Hemos aprendido a convivir con los actos de repudio. La consolidación de supuestos principios o valores revolucionarios, que son fácilmente identificables por algunos —entre los que me encuentro— como extraños a la Revolución cubana, ha sido uno de los mayores éxitos de la propaganda política oficial. Esta ha logrado la naturalización de consignas y usos políticos como los que aseguran que la «calle es de los revolucionarios», o la creación de brigadas de respuesta rápida, formadas por civiles que deben actuar enérgicamente ante lo que se denomina contrarrevolución; aunque se trate de un desfile de mujeres armadas con gladiolos.
Los actos de repudio no son nuevos, han sido usados a destajo como arma política, sobre todo desde 1980. Creo que es sano diferenciar un acto de repudio a una política de un Gobierno hostil al cubano —como puede ser y ha sido una invasión del ejército de los Estados Unidos a un país del tercer mundo o la misma política de bloqueo del Gobierno del norte a Cuba—; de los actos de repudio que se ejecutan contra personas, viviendas habitadas, familias, de personas que se han identificado como contrarias al régimen político o al sistema socialista.
Los primeros actos de repudio de los que hablamos son una expresión del derecho de una sociedad civil o un Gobierno a hacer público su rechazo a prácticas que nuestra misma constitución repele; como las invasiones armadas, la intromisión de países en los asuntos de otros pueblos sin razón legítima, las sanciones injustas de potencias mundiales a países en desarrollo, etc.

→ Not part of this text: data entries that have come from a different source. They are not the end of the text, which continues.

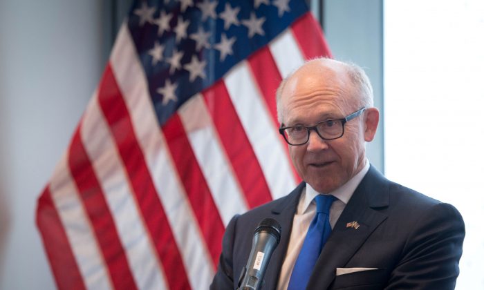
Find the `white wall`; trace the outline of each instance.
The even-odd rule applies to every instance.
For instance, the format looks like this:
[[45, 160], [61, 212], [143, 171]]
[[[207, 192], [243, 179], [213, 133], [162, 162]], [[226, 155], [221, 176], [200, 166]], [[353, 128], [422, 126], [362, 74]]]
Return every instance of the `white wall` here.
[[380, 109], [376, 136], [366, 146], [371, 164], [384, 172], [383, 157], [383, 3], [382, 0], [324, 0], [324, 27], [333, 57], [362, 66]]
[[0, 0], [0, 289], [55, 288], [37, 198], [104, 66], [101, 2]]

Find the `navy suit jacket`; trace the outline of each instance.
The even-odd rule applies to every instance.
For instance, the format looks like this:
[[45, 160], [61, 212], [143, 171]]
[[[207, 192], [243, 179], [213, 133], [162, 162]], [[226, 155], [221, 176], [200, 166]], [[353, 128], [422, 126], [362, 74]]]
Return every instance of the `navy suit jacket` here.
[[[236, 289], [254, 231], [266, 218], [277, 220], [282, 233], [262, 289], [277, 287], [305, 186], [303, 182], [289, 195], [232, 219], [211, 289]], [[352, 222], [360, 226], [347, 226]], [[308, 273], [307, 289], [454, 289], [464, 235], [464, 222], [454, 206], [392, 182], [371, 166], [335, 225], [313, 273]], [[336, 276], [336, 268], [356, 267], [377, 269]]]

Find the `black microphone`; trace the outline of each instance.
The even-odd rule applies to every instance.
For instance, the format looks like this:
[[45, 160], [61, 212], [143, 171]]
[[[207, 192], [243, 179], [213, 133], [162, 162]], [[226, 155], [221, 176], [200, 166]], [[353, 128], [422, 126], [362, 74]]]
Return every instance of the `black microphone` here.
[[266, 218], [256, 228], [247, 265], [239, 279], [239, 290], [258, 290], [262, 286], [270, 256], [281, 240], [281, 225], [277, 220]]

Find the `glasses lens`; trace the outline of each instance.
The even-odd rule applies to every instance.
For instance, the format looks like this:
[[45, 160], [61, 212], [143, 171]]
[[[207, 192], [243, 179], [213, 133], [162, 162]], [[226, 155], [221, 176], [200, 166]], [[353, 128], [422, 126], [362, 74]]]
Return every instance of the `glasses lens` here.
[[340, 119], [323, 121], [316, 128], [324, 139], [338, 138], [343, 135], [343, 123]]
[[284, 130], [287, 142], [292, 145], [304, 144], [308, 139], [308, 129], [302, 126], [295, 126]]

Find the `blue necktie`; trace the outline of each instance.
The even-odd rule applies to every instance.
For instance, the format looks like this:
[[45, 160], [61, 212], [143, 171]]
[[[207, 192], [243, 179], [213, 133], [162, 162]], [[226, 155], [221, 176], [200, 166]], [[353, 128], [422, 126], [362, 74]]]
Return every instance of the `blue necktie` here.
[[336, 197], [329, 195], [319, 195], [315, 197], [316, 216], [308, 229], [304, 243], [289, 280], [288, 290], [306, 289], [316, 260], [331, 233], [329, 209], [335, 199]]

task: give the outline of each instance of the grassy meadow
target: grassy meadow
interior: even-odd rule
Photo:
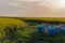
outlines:
[[[65,24],[61,17],[0,17],[0,43],[64,43],[65,35],[37,31],[39,23]]]

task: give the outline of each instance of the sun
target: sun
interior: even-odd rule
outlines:
[[[57,6],[65,8],[65,0],[57,0]]]

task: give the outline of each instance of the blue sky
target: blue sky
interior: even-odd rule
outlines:
[[[0,0],[0,16],[65,17],[53,0]],[[54,4],[54,5],[53,5]]]

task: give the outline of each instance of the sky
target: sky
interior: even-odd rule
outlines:
[[[65,17],[65,1],[0,0],[0,16]]]

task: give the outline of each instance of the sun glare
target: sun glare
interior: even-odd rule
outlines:
[[[57,0],[57,6],[65,8],[65,0]]]
[[[63,9],[65,8],[65,0],[43,0],[40,4],[49,8]]]

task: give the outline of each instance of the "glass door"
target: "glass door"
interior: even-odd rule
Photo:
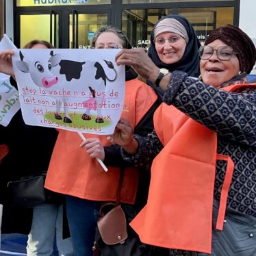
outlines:
[[[20,16],[20,47],[23,47],[28,42],[34,39],[51,42],[57,48],[59,47],[59,15],[54,12],[51,12],[50,14],[21,14]]]
[[[95,31],[108,24],[107,13],[78,13],[69,16],[69,48],[90,48]]]
[[[16,44],[22,48],[30,40],[44,40],[55,48],[90,48],[94,32],[110,24],[110,11],[51,10],[21,14]]]

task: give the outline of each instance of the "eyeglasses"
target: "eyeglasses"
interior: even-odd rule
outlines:
[[[233,54],[238,54],[233,51],[232,47],[225,45],[218,48],[216,50],[214,50],[209,45],[203,45],[199,48],[198,53],[202,60],[209,60],[214,51],[216,52],[217,57],[220,60],[229,60]]]
[[[118,47],[116,44],[110,44],[107,45],[105,44],[95,44],[94,49],[123,49],[122,47]]]
[[[168,42],[170,44],[175,44],[175,42],[178,42],[181,38],[179,38],[177,36],[172,36],[168,38],[159,38],[157,39],[155,39],[154,42],[155,42],[155,44],[165,44],[166,40],[168,40]]]

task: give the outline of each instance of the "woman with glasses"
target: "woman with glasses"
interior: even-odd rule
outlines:
[[[148,80],[147,84],[154,88],[161,101],[164,90],[159,83],[169,71],[180,71],[189,76],[199,77],[197,51],[200,46],[192,26],[182,16],[167,15],[155,23],[148,55],[160,69],[157,79],[153,82]]]
[[[131,164],[153,160],[147,205],[131,225],[143,242],[162,247],[156,255],[253,256],[256,84],[246,84],[246,75],[255,47],[227,25],[210,34],[199,53],[198,81],[182,71],[162,79],[164,103],[153,133],[133,136],[120,119],[110,138]],[[123,50],[116,60],[152,82],[158,76],[140,49]]]
[[[125,34],[116,27],[105,27],[95,32],[92,47],[97,49],[131,49]],[[104,51],[101,53],[104,54]],[[158,107],[154,90],[137,78],[126,66],[125,97],[122,116],[128,119],[142,136],[153,131],[153,114]],[[86,114],[83,115],[86,120]],[[79,149],[77,133],[60,130],[47,172],[45,187],[64,194],[66,209],[75,256],[92,255],[99,209],[104,201],[116,201],[120,172],[123,181],[120,201],[129,205],[136,201],[142,169],[129,167],[120,156],[120,146],[110,143],[106,136],[84,134]],[[103,161],[105,172],[96,161]]]

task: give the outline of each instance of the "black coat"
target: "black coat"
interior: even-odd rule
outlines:
[[[29,232],[32,209],[10,207],[7,183],[24,175],[47,171],[57,136],[53,128],[27,125],[21,110],[6,127],[0,125],[0,144],[6,144],[10,149],[0,164],[2,233]]]

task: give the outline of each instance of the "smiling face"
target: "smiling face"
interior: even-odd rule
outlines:
[[[159,39],[164,40],[162,44],[157,43]],[[168,39],[170,39],[169,40],[172,42],[170,42]],[[161,33],[155,38],[155,50],[159,58],[166,64],[173,64],[180,60],[187,45],[183,37],[172,32]]]
[[[214,50],[222,46],[227,46],[218,39],[207,45]],[[215,51],[208,60],[200,60],[200,71],[204,83],[219,88],[224,82],[238,74],[239,60],[235,54],[233,54],[229,60],[220,60]]]
[[[31,49],[48,49],[48,47],[42,44],[36,44]]]

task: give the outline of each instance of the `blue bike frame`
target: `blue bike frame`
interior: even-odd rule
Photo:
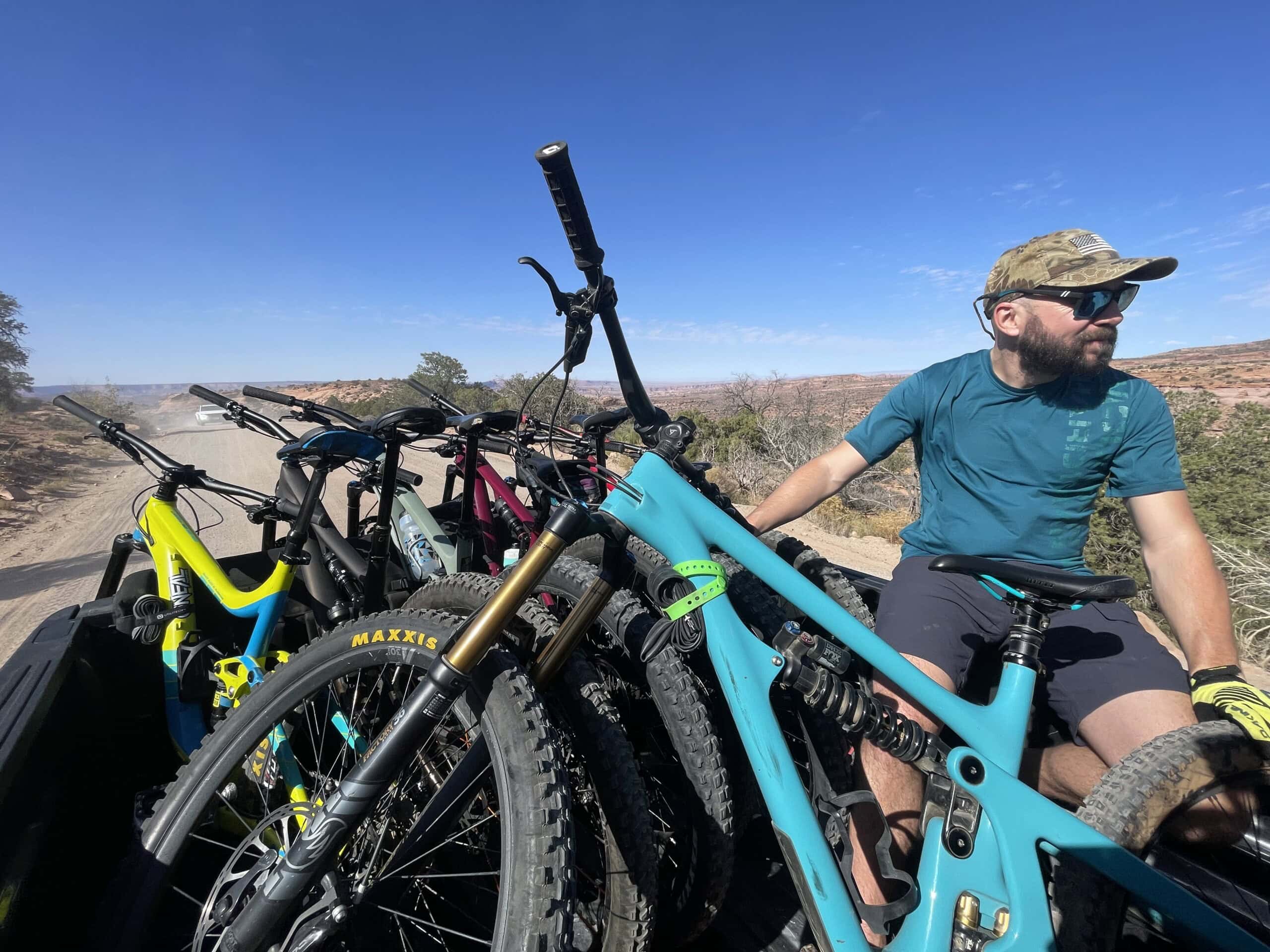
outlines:
[[[1010,910],[1008,929],[992,943],[993,952],[1053,948],[1050,905],[1038,849],[1074,856],[1149,908],[1167,910],[1171,920],[1201,937],[1205,948],[1265,948],[1172,880],[1019,781],[1036,678],[1031,669],[1007,663],[991,704],[964,701],[852,618],[660,457],[645,453],[626,482],[641,499],[611,493],[603,509],[672,565],[710,559],[711,547],[723,550],[965,739],[966,746],[949,755],[947,768],[983,807],[974,849],[968,858],[958,859],[942,848],[942,821],[931,821],[917,873],[918,906],[888,949],[950,948],[954,909],[963,892],[978,896],[986,928],[991,929],[998,908]],[[700,588],[709,579],[693,581]],[[768,694],[782,659],[754,637],[726,595],[707,602],[701,611],[710,663],[719,674],[817,941],[824,952],[867,952],[860,918],[772,711]],[[984,768],[982,779],[973,784],[961,774],[970,757]]]

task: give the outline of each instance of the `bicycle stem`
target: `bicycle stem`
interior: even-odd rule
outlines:
[[[563,503],[556,506],[542,534],[516,564],[503,586],[465,623],[450,650],[428,668],[398,715],[371,741],[364,757],[340,781],[243,911],[226,927],[222,947],[258,952],[287,928],[312,883],[334,866],[348,835],[371,812],[401,767],[428,743],[467,688],[485,652],[560,552],[584,534],[588,524],[584,505]]]

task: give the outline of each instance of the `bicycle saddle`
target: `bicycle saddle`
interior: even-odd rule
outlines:
[[[405,437],[434,437],[446,429],[446,415],[434,406],[404,406],[389,410],[373,420],[367,430],[376,438],[387,440],[396,433]]]
[[[485,410],[479,414],[466,414],[464,416],[451,416],[446,420],[447,426],[467,435],[469,433],[509,433],[516,429],[521,415],[516,410]]]
[[[1138,592],[1138,584],[1126,575],[1077,575],[1062,569],[1012,565],[979,556],[939,556],[927,567],[936,572],[991,575],[1006,585],[1054,602],[1115,602],[1132,598]]]
[[[569,423],[582,426],[582,432],[588,437],[596,433],[608,433],[631,418],[630,407],[618,406],[616,410],[601,410],[598,414],[574,414]]]
[[[347,426],[318,426],[293,443],[284,443],[278,458],[284,463],[324,463],[343,466],[349,459],[375,461],[384,453],[384,443],[366,433]]]
[[[560,465],[560,472],[566,476],[591,466],[591,463],[585,459],[574,459],[568,456],[552,459],[550,456],[544,453],[533,453],[521,459],[521,465],[533,470],[533,472],[537,473],[537,477],[544,482],[556,481],[556,463]]]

Los actos de repudio contra personas naturales son contrarios al espíritu y la letra de la Constitución de 2019, como lo eran también de la Constitución de 1976. El derecho a la libertad de palabra, religiosa, de manifestación y asociación siempre ha estado protegido en ambos textos legales, como también hemos contado con el derecho a no recibir tratos crueles, inhumanos y degradantes.
Los actos de repudio a seres humanos que piensan diferente y creen que el Estado y el Gobierno deben organizarse y trabajar de otra manera, o que trabajan para organizaciones no relacionadas con el Estado cubano, no forman parte de ningún derecho constitucional ni de ningún otro tipo, reconocidos en el ordenamiento jurídico cubano.
Si la Revolución cubana es una sola, como subrayó Fidel Castro en La Demajagua, en 1968, entonces los principios de la Revolución deben haber sido siempre los de la república martiana soñada, aquella que debía erigirse con todos y para el bien de todos.
Si la Revolución cubana es una sola entonces cabrán en ella no solo los revolucionarios; Martí pensaba que también serían aceptados, en la suya, hasta los españoles sabedores de la dignidad ganada por la libertad de Cuba.
La Revolución depende de la legalidad, del Estado de derecho, de la democracia y la transparencia de la actuación del Gobierno, para no ser solo un nombre en un frontispicio. No hay Revolución, después de más de sesenta años de su triunfo, sin orden, sin cumplimiento de la ley, sin aceptación de la diversidad, sin conciencia de la complejidad cultural de la patria.
Los actos de repudio, a personas que alguien ha considerado contrarrevolucionarias, violentan el derecho humano a la defensa contra un ultraje; es un acto de barbarie que puede convertirse en cualquier momento en un acto más grave. Es un asalto a la dignidad, la privacidad, el hogar, la familia y la disciplina social.
Solo la ley, la fiscalía, la policía, los tribunales pueden hacer valer la legalidad. Lo demás es un uso peligroso de los ánimos de las masas; es una activación de las bajas pasiones, de la revancha y del odio.
La Revolución cubana no se hizo, con sangre y sacrificio, para esto. Los que se creen dueños de la Revolución porque tienen cargos, o son protegidos —por ahora— por alguna institución, deben defender la legalidad, porque esa es la única que puede garantizar la paz para todos y todas.
Un acto de repudio puede ser un acto contrarrevolucionario, porque Martí no lo hubiera permitido, porque Céspedes no lo hubiera permitido. Se puede repudiar al agresor que nos quiere quitar la libertad, pero no a los seres humanos que han escogido una opción política diferente a la oficial.
Es un error, repetido hasta el cansancio en los últimos meses, creer que la Constitución y las leyes son y defienden, solamente, a la mayoría que votó por la carta magna de 2019. La Constitución y las leyes son para todos y todas, también para los que no están de acuerdo con su contenido y alcance. Esa es la gloria de la república y la legalidad.